Canadians have pushed their debt levels to an eight-year high in a climate of ultralow interest rates, according to a new report that suggests consumers are unmoved by repeated warnings that rates will inevitably rise.

The report of Canadian debt trends by credit agency TransUnion found the average consumer's non-mortgage debt load rose another $192 to $26,221 in the second quarter - the highest average debt per person the company has seen since it began tracking the variable in 2004.

It was the second consecutive quarter in which debt accelerated following more than a year of quarterly declines.

"Since the recession, we've seen the growth rate come down and then for five quarters there it really wasn't going very far," said Thomas Higgins, TransUnion's vice-president of analytics and decision services.

"In the last two quarters, we've seen things starting to slowly ramp up in the other direction and start increasing."

Debt growth was 2.41 per cent higher than in the second quarter of 2011, though the pace slowed slightly from that quarter's gain of 2.99 per cent.

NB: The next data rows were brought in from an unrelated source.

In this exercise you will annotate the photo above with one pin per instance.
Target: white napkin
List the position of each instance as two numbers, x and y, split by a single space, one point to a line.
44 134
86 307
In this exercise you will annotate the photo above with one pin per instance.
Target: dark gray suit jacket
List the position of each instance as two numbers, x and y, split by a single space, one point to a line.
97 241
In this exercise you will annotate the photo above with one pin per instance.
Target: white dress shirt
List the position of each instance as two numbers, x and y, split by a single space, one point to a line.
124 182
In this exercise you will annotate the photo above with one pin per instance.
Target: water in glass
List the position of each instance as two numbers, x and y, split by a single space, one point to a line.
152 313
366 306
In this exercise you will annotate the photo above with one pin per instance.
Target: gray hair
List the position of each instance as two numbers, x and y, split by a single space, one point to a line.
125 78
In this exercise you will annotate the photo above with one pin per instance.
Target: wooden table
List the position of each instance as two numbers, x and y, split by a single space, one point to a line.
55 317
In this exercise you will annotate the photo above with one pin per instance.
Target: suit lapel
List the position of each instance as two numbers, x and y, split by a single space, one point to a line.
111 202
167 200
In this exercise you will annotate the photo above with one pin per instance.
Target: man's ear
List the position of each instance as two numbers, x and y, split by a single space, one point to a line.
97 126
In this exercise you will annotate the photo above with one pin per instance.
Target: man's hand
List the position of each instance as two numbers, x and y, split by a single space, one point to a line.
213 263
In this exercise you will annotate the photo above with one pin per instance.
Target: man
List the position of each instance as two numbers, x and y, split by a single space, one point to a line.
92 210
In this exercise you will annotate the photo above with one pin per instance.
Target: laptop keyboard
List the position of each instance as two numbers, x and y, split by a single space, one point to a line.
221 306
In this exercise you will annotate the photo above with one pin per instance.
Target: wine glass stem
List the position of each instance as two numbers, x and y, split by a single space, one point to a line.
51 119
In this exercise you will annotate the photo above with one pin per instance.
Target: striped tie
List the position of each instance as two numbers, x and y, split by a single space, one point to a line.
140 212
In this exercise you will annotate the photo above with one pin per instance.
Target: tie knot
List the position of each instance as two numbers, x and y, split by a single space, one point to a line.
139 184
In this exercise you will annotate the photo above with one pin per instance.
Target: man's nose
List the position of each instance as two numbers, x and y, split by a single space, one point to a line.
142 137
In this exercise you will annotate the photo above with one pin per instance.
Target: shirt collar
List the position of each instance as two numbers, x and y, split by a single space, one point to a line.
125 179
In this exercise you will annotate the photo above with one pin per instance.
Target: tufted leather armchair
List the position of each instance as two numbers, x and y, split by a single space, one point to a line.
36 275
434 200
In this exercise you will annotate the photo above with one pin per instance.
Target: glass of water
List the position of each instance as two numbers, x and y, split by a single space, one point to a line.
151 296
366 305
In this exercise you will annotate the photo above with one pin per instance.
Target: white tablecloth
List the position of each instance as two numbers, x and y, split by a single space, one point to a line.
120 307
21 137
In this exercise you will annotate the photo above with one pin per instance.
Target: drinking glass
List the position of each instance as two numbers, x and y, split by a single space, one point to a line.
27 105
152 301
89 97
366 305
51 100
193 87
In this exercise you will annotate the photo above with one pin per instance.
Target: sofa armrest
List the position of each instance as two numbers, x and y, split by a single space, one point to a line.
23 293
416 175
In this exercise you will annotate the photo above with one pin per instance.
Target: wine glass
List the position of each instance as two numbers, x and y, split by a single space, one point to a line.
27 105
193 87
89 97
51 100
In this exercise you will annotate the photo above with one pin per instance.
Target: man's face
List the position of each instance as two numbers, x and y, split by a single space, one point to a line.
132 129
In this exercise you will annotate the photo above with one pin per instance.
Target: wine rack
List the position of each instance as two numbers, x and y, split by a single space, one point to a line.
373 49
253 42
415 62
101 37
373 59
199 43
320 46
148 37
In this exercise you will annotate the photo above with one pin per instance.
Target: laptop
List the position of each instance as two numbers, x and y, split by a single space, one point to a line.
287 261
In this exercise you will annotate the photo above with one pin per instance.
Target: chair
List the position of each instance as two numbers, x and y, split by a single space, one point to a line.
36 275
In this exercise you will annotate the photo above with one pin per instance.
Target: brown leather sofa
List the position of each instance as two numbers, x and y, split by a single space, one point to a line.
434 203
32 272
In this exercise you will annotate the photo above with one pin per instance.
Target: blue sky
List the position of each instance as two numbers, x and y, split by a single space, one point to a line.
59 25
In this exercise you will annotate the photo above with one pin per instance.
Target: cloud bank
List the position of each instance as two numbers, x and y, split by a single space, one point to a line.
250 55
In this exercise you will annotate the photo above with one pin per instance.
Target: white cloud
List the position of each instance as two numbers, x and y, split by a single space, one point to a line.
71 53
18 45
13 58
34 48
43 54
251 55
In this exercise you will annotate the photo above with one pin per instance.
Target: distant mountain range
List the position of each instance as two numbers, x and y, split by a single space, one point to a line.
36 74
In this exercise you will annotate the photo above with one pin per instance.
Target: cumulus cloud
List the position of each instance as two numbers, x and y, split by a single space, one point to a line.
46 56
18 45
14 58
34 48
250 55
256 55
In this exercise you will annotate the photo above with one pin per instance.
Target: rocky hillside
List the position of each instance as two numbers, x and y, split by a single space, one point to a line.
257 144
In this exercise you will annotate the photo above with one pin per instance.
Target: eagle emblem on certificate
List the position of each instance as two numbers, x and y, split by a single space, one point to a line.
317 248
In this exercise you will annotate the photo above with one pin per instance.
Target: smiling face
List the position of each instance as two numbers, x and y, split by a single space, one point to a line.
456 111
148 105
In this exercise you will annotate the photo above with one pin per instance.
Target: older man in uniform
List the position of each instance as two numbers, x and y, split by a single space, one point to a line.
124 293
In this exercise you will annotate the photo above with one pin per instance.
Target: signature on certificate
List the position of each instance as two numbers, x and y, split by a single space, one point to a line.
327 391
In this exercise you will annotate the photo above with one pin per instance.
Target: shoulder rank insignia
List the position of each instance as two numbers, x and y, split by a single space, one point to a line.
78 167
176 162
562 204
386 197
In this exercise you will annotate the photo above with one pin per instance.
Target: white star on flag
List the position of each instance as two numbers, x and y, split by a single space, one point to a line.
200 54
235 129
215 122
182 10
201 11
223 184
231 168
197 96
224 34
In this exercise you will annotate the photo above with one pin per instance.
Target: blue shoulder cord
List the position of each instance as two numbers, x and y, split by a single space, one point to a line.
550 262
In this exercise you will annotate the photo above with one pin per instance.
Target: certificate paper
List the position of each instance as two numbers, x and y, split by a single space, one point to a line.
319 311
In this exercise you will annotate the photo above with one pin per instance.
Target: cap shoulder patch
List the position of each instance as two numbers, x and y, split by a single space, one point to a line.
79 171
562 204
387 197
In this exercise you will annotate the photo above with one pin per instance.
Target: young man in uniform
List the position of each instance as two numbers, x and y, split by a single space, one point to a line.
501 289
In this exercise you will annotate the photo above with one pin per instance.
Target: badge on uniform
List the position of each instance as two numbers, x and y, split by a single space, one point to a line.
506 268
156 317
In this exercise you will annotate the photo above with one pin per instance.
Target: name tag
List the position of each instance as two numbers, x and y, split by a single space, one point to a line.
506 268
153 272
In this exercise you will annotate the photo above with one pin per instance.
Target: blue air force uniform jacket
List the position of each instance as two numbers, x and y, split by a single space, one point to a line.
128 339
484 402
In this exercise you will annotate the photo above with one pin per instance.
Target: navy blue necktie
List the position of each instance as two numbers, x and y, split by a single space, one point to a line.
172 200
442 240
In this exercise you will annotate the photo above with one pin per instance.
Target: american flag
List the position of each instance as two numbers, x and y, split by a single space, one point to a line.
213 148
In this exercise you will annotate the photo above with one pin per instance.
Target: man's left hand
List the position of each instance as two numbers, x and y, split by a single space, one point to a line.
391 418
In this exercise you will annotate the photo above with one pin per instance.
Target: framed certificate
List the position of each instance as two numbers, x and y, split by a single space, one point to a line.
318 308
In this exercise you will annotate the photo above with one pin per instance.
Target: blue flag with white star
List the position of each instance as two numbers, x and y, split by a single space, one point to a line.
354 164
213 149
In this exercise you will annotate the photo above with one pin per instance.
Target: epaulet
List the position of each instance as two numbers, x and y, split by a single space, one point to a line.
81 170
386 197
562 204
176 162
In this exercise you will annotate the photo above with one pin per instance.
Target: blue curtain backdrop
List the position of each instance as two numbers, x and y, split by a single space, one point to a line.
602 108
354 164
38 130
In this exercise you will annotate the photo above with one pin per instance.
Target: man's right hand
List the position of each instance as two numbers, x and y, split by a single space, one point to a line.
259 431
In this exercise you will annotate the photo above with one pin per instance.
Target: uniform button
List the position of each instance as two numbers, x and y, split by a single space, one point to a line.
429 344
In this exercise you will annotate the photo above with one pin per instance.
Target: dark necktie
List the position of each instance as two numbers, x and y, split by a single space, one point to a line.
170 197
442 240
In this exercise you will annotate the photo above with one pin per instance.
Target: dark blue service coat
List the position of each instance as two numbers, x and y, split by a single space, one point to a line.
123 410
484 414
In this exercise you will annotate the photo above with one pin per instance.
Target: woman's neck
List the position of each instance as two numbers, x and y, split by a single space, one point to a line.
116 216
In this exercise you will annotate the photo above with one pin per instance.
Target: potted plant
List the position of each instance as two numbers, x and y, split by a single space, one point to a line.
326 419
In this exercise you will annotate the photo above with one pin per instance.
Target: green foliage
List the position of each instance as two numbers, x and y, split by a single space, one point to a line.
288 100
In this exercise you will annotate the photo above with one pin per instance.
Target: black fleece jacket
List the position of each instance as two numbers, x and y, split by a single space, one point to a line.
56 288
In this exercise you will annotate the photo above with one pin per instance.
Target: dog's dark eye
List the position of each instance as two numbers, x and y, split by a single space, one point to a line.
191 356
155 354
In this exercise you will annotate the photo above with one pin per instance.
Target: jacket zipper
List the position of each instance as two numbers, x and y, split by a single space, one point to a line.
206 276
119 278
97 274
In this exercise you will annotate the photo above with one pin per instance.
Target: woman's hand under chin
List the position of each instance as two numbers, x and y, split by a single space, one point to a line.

However, during the second-quarter of 2011, the growth rate was on its way down from more than 10 per cent year-over-year prior to the recession.

Credit growth bottomed out in the fourth-quarter of 2011, but has risen again. Consumers have taken advantage of ultra low interest rates since the 2008-9 recession to heap on low-cost debt.

The Bank of Canada says household debt is the No. 1 risk to the economy.

For a while, it appeared Canadians were heeding the warnings of officials and economists that debt loads are too high. But Higgins said he believes Canadians are ramping up spending as they become more confident that interest rates will remain low.

"We still continue to do what we're doing until we see the spike in unemployment because some economic shock hits, or all of a sudden the interest rates go up 50 or 100 basis points and my next line of credit statement shows I'm paying another $100 a month in interest," Higgins said.

Jeffrey Schwartz, of Consolidated Credit Counseling Services of Canada, said: "They're making these decisions based on impulse and they find themselves digging further into a hole rather than putting money aside or even paying off debt."